Aunt Flo came to see me today which makes me think that could be why I was SO emotional this week. I haven't had Flo visit since I had Carter so it makes perfect sense that it would come when we planned to go to Sesame Place and on a date night. Tis my life I guess, I'll just try to be grateful it came at all.

I've had the weirdest dreams/nightmares lately. I dreamt that the rapture happened on 12/21/2012 and Hannah, Carter and I floated off to heaven and Tom was left on Earth. Then the next night I dreamt that Hannah and I were being gunned down in our neighborhood and a bomb hit me in the face. I was then pinned to the ground and couldn't get up until my attacker was right next to me. Thankfully these "dreams" end pretty quickly to the tune of my annoying alarm clock!

I'm still working out and eating healthy, I hope that my the end of the month I will reach the 15 pound mark! I lost a total of five pounds this week which I couldn't have been more proud of! The week prior I had lost 1.5 lbs and to be honest was feeling a little discouraged. I kept pressing on and it paid off big time!

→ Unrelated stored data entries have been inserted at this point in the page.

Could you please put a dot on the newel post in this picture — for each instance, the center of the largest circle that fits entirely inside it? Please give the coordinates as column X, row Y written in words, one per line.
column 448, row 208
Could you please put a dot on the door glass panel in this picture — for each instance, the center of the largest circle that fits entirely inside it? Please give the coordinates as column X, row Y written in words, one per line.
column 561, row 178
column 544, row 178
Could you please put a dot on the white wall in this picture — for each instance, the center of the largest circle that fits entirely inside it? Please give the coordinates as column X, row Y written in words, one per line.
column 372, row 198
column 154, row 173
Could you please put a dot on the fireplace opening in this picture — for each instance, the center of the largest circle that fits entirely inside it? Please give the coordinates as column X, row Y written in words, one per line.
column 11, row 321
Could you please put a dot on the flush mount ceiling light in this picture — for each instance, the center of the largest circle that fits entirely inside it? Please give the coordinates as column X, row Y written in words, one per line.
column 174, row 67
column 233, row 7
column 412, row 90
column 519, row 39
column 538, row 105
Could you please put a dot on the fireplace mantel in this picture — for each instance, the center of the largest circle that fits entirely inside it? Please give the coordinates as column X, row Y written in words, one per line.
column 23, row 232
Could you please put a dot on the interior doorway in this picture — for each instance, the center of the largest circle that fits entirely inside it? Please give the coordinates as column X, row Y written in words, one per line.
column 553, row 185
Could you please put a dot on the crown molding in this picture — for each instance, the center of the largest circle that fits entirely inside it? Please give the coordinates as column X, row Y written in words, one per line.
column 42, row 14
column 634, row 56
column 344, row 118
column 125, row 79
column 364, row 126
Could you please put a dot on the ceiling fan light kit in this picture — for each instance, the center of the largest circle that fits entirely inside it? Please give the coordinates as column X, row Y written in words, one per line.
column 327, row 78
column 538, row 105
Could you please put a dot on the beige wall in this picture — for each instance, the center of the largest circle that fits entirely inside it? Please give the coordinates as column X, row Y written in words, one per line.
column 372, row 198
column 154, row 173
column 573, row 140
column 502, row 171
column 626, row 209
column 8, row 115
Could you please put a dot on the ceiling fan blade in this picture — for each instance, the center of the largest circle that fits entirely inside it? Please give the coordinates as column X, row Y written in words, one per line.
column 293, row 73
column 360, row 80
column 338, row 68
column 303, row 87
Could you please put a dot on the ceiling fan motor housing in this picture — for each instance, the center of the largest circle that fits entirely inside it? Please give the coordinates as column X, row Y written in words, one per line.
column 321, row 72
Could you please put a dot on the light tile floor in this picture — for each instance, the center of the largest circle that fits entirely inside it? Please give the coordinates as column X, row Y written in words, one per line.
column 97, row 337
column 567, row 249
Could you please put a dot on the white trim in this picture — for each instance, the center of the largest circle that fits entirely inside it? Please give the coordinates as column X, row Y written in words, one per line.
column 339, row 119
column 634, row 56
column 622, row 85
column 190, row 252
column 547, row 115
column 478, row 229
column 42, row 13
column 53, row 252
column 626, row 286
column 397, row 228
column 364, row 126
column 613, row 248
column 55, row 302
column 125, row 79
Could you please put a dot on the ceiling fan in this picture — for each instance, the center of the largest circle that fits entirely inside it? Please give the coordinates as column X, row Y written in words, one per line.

I finally reached out via email to the counselor  so I hope to hear from her on Tuesday. I am super nervous, I've never had any type of counseling so this is all unfamiliar territory. I am excited to see how it affects my life!

I started reading "Women, Food and God" by Geneen Roth,  already I have cried reading it and I'm only on the second chapter! The points she makes about food addiction and why you react to food is so real. I would recommend everyone to read it, even if you don't think you are addicted to food!